Когда стемнело, всем захотелось продолжения на воздухе, и мы двинулись вниз по аллее от корпуса гостиницы по направлению к воде. Почти возле берега мы набрели на две скамейки, стоявшие друг против друга. Решив, что это как раз то, что нам нужно, мы с шумом расположились на них. Он сам вроде как случайно сел рядом со мной. И темнота, мой союзник, скрыла ото всех и в первую очередь от сидящей напротив нас Светки, как в какой-то момент я медленно сняла руку со своих колен и увела ее за его спину. И продолжая как ни в чем не бывало участвовать во всеобщем веселье, я забралась пальцами под его рубашку и стала водить ими по его коже, по твердой, сразу напрягшейся спине. Кожа его была такой удивительно гладкой, и я чувствовала, как пробегало возбуждение по его телу, как он вздрагивал и тут же гасил свою дрожь, чтобы не выдать, что у нас там на самом деле происходило.

Ну и все, дело сделано. И на следующий день он улучил момент, когда рядом никого не было, и спросил номер моего телефона. Получается, прятался, боялся в открытую перед Светкой заигрывать с другой. Может уже успел наобещать ей чего после того, что было там у них на матрасе. А может, не уверен был, что со мной дело выгорит и стоит ли отшивать Свету. Не известно. В общем, номер он спросил втихаря. Записать ему было некуда, и он уверял, что запомнит.

5

И действительно он запомнил и позвонил мне в тот же день вечером, когда мы уже вернулись домой. А на следующий день мы с ним встретились. Он приехал за мной на машине, на старом ВАЗе 10-й модели. Но что мне было до того, какой у него автомобиль, я была счастлива тем, что ради меня он принесся с другого конца города. Только я помню, немного удивилась, что он в той же самой одежде, что была на нем на турбазе. Наверное, другой не было. Но эта выглядела чистенькой и свежей, так что ладно. Тем более его оранжевая рубаха очень шла к его загорелому стройно-поджарому телу. Еще я помню, что его манера водить машину показалась мне отталкивающей — он сидел близко придвинувшись к рулю, сгорбившись, почти склонившись над ним, резко озирался, приоткрывая рот, осуществлял какие-то дерганые маневры, ускорения, одним словом вылитый нервный таксист. Впрочем, позднее я узнала, что он действительно раньше таксовал, чтобы перебиться куском хлеба. А одно время вообще жил в машине, больше было негде. Но я была очарована им, и все эти известия только придавали еще больше трагического романтизма его образу в моих глазах.

Итак, первое свидание прошло без каких-либо интересных событий. Мы ездили в гости к его друзьям, одной паре. Они тоже были приезжими. И мой новый друг, кажется, жил с ними в одном общежитии во время учебы.

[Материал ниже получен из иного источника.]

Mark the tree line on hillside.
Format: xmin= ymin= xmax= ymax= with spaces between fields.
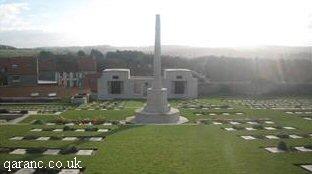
xmin=39 ymin=49 xmax=312 ymax=83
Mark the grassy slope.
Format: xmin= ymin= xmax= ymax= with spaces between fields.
xmin=0 ymin=99 xmax=312 ymax=174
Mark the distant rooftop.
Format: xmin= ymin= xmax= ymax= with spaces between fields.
xmin=165 ymin=68 xmax=191 ymax=71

На этой же неделе мы встречались с ним еще. Он опять приезжал за мной, мы куда-нибудь ехали, гуляли и он отвозил меня домой. Поцеловались мы с ним на четвертое свидание. О прочем речи не шло, что меня немного озадачивало. Он даже не делал намеков, чтобы пригласить меня к себе, хотя я знала, что он жил один.

Тут подоспели очередные выходные. Мы с подружками отправились опять на турбазу. Среди нас была и та Светка, что была влюблена в уже моего друга. Она пока не знала, что он встречается со мной. Но на всякий случай, видимо заметив его интерес ко мне в прошлую поездку, по возвращении она рассказывала на работе, как я в этот раз напилась, падала пьяная и как они тащили меня в домик и укладывали спать. И что для потехи раздели догола, а я наутро очень изумлялась, от чего это я спала без одежды. Это все он мне передал. Ну что ж — очень смешно. Кстати вскоре она обо всем узнала. Я сама ей рассказала на какой-то очередной пьянке. И она до того меня возненавидела, что прекратила всякое общение со мной. И если мы встречались в общей компании, делала вид, что меня не существует. Ну это ее право считать, что я увела у нее парня. Хотя он никогда не был ее, она только планировала его захомутать, и я очень сомневаюсь, что ей бы это удалось. Так что — не я, так другая. Но тем не менее…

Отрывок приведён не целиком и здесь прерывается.